Lieutenant Dick Rayner gripped a stanchion and stared up at his Walrus flying boat, perched on the catapult like some tethered bird of prey. The plane was untouched; not even the smallest splinter had damaged it, although one enemy shell had exploded directly alongside the ship.
He felt the mounting pressure under his hand and knew Reliant was turning again, and still working up to her full revolutions. It was a strange reaction, now that it was over, he thought, but he had felt a sense of helplessness. Here, but not a part of it. While the guns had roared and thundered, shaking the battlecruiser from masthead to keel, and the reports of the first hits on the enemy had been shouted down to them, he had been conscious of a peculiar remoteness, rather like the Walrus, painted in her new markings, a mere spectator.
Splinters had penetrated one compartment, which had been used as a paint store, and for a moment Rayner and his fellow airmen had imagined the whole area would be engulfed in flames. He had sent some of his own deck crew with extinguishers and had watched as a grubby leading hand had emerged, giving a thumbs-up.
He wondered what had happened to the survivors from Montagu, if there had been any. She had made a terrible sight going over, explosions and shattered machinery tearing her apart as she took the last plunge.
Like the dead airman he had seen in his dinghy, or Jim Hardie in the broken Shagbat. Somebody would miss them, perhaps keep hoping . . .
Rayner turned away from the sea, and saw the new pilot banging his cap against his thigh to remove some of the paint chippings that covered it.

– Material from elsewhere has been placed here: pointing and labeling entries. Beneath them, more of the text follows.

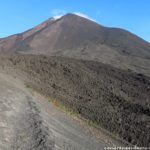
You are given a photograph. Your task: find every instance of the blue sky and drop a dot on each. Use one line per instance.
(19, 15)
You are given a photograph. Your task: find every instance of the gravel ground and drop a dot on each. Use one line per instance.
(29, 123)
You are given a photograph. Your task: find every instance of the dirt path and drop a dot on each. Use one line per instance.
(29, 123)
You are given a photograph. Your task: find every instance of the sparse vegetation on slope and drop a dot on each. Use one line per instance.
(116, 100)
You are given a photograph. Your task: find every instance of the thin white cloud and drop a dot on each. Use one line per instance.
(83, 15)
(57, 13)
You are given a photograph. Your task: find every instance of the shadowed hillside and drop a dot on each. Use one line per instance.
(76, 37)
(116, 100)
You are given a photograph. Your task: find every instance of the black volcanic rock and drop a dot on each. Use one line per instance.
(77, 37)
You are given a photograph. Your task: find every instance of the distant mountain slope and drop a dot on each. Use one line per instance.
(77, 37)
(114, 99)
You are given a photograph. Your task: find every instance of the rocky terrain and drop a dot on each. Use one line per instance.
(101, 74)
(77, 37)
(114, 99)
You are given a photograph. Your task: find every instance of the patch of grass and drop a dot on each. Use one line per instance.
(64, 108)
(28, 86)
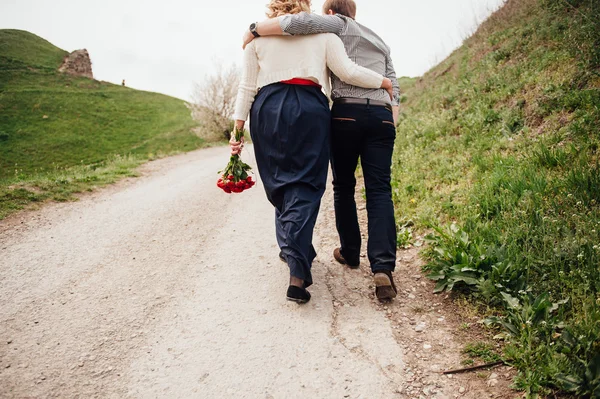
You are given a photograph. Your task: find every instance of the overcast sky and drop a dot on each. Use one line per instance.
(165, 46)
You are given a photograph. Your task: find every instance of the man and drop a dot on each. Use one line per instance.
(363, 125)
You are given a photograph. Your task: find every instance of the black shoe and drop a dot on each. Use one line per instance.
(337, 254)
(385, 289)
(298, 295)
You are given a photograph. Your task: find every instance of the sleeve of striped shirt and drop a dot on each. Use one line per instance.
(390, 73)
(310, 24)
(340, 64)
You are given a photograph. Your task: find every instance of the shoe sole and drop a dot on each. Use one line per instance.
(384, 289)
(298, 301)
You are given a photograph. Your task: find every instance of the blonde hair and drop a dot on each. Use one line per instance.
(277, 8)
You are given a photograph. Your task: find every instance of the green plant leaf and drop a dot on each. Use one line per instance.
(511, 301)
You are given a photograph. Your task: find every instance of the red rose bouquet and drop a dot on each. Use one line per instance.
(234, 178)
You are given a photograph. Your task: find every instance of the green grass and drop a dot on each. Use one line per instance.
(497, 152)
(78, 132)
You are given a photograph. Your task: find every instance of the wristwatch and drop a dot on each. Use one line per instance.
(253, 28)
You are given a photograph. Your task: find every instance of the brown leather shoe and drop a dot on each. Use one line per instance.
(385, 289)
(337, 254)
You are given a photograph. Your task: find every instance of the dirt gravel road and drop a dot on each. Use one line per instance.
(164, 287)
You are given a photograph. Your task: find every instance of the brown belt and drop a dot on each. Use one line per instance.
(363, 101)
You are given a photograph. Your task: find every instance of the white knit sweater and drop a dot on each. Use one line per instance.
(275, 58)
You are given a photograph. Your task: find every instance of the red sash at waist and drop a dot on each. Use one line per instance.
(301, 82)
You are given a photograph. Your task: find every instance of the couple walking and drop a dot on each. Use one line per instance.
(295, 133)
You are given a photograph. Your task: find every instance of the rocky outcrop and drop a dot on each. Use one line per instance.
(77, 63)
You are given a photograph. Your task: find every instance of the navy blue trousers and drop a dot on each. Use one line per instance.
(290, 128)
(365, 132)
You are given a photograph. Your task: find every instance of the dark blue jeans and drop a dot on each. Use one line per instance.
(366, 132)
(290, 128)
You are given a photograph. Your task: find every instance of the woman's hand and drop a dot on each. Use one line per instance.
(236, 146)
(387, 85)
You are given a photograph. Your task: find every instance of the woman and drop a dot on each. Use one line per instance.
(290, 129)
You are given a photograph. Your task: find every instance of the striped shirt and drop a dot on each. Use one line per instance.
(363, 46)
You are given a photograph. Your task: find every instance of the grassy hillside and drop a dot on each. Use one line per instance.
(61, 134)
(497, 151)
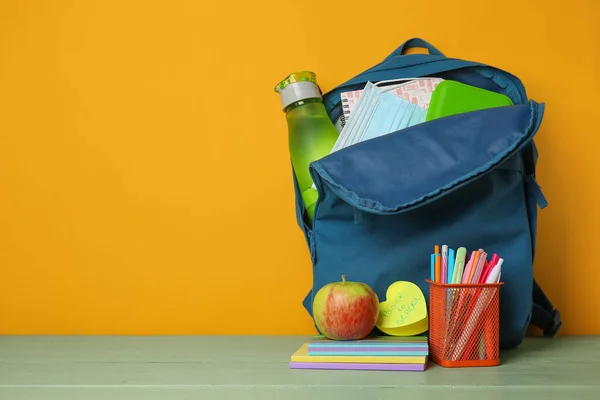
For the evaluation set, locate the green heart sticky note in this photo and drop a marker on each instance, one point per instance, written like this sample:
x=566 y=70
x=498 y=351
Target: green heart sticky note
x=404 y=312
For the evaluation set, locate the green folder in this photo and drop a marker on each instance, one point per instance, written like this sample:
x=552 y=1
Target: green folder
x=451 y=97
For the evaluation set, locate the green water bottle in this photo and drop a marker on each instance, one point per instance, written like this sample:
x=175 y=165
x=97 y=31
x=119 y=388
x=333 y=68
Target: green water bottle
x=311 y=134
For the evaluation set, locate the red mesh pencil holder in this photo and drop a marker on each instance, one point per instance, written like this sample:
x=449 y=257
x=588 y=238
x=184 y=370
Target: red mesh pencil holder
x=464 y=324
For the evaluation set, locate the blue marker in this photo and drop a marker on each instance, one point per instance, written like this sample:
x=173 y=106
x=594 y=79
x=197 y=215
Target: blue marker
x=451 y=261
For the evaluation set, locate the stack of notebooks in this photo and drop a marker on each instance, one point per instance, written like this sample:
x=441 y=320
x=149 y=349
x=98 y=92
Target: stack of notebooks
x=381 y=353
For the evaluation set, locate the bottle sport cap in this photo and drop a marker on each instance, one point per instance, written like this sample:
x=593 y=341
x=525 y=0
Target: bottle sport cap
x=298 y=86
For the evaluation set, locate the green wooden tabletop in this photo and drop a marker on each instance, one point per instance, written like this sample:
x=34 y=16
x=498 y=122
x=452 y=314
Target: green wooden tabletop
x=256 y=367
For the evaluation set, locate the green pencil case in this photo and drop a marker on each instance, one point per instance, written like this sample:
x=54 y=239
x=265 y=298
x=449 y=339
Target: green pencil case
x=451 y=97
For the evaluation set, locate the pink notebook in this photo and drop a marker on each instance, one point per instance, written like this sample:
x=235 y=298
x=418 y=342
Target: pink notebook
x=365 y=367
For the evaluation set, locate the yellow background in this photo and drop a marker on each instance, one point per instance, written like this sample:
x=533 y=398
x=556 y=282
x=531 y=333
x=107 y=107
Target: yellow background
x=144 y=172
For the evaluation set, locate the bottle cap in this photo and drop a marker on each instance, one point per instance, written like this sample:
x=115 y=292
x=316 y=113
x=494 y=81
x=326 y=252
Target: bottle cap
x=298 y=86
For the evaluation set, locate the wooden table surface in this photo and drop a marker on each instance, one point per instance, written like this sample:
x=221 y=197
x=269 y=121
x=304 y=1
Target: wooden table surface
x=256 y=367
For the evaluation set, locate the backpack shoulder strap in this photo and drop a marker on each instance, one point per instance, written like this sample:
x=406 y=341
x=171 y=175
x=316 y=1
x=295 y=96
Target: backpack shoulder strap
x=544 y=315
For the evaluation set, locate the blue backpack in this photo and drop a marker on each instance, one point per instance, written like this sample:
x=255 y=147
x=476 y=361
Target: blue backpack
x=463 y=180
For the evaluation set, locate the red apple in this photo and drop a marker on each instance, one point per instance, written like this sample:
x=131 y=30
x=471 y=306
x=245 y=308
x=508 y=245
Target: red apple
x=346 y=310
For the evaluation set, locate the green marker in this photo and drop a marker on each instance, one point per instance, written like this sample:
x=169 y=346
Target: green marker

Lieutenant Leslie Niven had the additional Walrus, which had remained in the hangar during the bombardment. R.N.V.R., with what Eddy Buck had described as ‘a typical uppercrust drawl’, he would be considered dashing by many women. But ‘uppercrust’? Rayner thought of some of the other officers he had met, and had learned to judge for himself. Affected might be a better description. It was unfair, and he knew he was wrong to make such snap decisions about s
omeone he hardly knew, except for an occasional meeting here by the catapult, or across the table in the mess.
Niven said, ‘My God, Seeker’s Seafires made a picture!’ He jammed the cap onto his head at a rakish angle.
If he was an R.A.F. type he would probably grow one of those ridiculous moustaches too, Rayner thought.
‘They made a lot of noise,’ he said. ‘I thought they went in too fast to be really sure of a target.’
Niven gave an amused smile. ‘Loyal to the old banger to the end, aren’t you?’
Rayner leaned over a rail and saw two more stretchers being carried aft. There was no urgency this time, and the faces were covered.
‘How many do you think?’
Niven shrugged. ‘Twenty, I’d say. One of the stokers just told me the flag lieutenant was killed, with another officer.’ He gestured toward the bridge, around which they could see the motionless barrels of B Turret, a hose playing water on something below the forward funnel. ‘Blown to bits, apparently.’
Why is he trying to shock me? Why pretend that he doesn’t care, that he’s above it?
Rayner said, ‘That’s one job I couldn’t do. Trotting around after some admiral, wiping his ass for him if you’re told to. Not for me. I’d tell them to stick it!’
Niven’s smile broadened into a grin. ‘I think you would, at that!’
They looked up as a speaker squeaked into life. ‘D’you. hear there? Stand by for the Captain!’
It goes with the job. Rayner glanced down at the spray-dappled planking. There were several deep scars on the quarterdeck: the Bloke would have something to say about those. He looked up again toward the scattered parties of seamen and marines, some filthy and bedraggled after dealing with splinter holes along the waterline, and restoring communications where voicepipes and telephone lines had been broken. And the line of bodies, wrapped in blankets or pieces of canvas. Anonymous, except to the men who had found and carried them there, and then they, too, would forget them, out of necessity. The ship came first.
‘This is the Captain. We are rejoining the group without delay. I want you all to know that the attack was a success, there can be no doubt about that. Some of you are quite new to this ship – something your captain can share and understand.’